Abstract

We analyzed 546 stocks in the Singapore Stock Exchange (SGX) and 1173 stocks in the Hong Kong Stock Exchange (HKSE) in 2006 and 2007, to understand how financial hierarchies on these two markets change over market corrections and crashes. To do so, we introduced the digital cross correlation as a measure of the comovement tendencies between stock pairs, and also the method of partial hierarchical clustering to iteratively identify strongly-correlated clusters of stocks. From daily prices over the 2006–2007 period, we found the existence of clusters of local stocks as well as clusters of Chinese stocks traded on the two markets. We further discovered the Chinese clusters organizing into a Chinese supercluster, interacting less strongly with a supercluster dominated by local clusters.

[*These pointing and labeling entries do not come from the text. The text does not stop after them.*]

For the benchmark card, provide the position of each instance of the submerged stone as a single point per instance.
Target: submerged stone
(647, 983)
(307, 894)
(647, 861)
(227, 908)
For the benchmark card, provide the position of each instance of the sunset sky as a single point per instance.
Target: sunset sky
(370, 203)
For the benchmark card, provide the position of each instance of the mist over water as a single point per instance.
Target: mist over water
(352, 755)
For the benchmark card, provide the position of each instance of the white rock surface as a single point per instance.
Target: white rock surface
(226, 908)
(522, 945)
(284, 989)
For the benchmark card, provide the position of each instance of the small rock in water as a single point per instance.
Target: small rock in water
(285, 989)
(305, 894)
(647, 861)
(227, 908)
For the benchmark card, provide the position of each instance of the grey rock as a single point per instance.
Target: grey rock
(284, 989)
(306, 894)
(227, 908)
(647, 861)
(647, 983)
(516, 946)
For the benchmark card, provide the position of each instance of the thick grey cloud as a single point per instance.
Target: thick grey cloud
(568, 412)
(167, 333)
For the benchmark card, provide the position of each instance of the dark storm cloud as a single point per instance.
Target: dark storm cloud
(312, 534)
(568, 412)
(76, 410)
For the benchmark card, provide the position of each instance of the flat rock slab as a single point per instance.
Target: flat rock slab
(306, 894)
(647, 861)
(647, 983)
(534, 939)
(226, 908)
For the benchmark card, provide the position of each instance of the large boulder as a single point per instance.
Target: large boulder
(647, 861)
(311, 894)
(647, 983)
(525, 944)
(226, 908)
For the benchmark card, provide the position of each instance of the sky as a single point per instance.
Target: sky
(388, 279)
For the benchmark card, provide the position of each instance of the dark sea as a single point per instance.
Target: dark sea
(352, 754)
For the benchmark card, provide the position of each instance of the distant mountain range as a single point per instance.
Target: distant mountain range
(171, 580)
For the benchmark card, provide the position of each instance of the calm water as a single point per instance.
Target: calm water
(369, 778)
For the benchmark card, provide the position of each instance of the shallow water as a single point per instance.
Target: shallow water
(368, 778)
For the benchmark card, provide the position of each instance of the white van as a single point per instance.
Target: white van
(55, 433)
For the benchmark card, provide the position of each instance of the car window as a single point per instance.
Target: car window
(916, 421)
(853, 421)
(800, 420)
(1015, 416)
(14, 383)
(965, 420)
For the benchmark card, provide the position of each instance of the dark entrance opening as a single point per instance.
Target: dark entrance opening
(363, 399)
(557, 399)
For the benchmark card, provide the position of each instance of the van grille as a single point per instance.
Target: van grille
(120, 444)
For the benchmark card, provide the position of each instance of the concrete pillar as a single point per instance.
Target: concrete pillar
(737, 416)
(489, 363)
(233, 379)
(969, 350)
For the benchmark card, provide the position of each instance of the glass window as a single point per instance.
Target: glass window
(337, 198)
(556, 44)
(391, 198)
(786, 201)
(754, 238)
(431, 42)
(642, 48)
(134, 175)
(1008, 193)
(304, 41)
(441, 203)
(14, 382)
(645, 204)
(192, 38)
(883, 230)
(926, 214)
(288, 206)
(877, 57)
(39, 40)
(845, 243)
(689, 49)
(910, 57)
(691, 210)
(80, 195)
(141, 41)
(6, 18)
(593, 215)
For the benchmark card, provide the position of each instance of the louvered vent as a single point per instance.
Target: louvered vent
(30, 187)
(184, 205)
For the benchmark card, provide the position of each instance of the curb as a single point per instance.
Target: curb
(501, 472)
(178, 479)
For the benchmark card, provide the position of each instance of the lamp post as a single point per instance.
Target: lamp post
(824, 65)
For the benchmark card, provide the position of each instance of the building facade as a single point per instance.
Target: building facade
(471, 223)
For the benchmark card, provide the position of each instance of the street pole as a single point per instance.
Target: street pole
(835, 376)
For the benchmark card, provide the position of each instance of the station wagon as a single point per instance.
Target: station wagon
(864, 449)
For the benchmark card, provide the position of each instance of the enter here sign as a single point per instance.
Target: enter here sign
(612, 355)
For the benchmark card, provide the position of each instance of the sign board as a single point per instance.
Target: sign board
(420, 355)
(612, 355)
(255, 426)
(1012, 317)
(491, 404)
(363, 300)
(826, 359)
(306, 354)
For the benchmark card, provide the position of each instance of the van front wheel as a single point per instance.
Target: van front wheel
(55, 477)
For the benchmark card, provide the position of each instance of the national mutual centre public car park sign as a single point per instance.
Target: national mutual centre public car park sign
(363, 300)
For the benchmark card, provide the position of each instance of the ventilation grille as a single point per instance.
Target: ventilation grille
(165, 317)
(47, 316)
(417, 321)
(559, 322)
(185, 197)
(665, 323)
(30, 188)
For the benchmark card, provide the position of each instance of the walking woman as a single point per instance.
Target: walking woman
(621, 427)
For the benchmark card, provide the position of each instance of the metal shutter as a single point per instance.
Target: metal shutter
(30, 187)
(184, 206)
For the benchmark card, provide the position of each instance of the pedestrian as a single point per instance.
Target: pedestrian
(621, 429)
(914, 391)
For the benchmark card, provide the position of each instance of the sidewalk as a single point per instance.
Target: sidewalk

Going down to 30-minute prices within two-month overlapping time windows over 2006 and 2007, we found dips in the number of clusters before market corrections and crashes, followed by peaks in the number of clusters afterwards. On the SGX, we also found the stronger intra cluster correlation weakening, and the weaker inter cluster correlation strengthening before the February 2007 Chinese Correction. These features are in qualitative agreement with a chemical reactions picture in which clusters of stocks ‘react’ to form large superclusters of stocks that ‘dissociate’ during market crashes. Finally, on the SGX we found broad humps in the intra cluster and inter cluster correlations for the May/June 2006 market correction and the February 2007 Chinese Correction, but a sharp peak for the July 2007 Subprime Crisis. This suggests that the earlier events were endogeneous to the SGX, while the latter event was an exogeneous shock.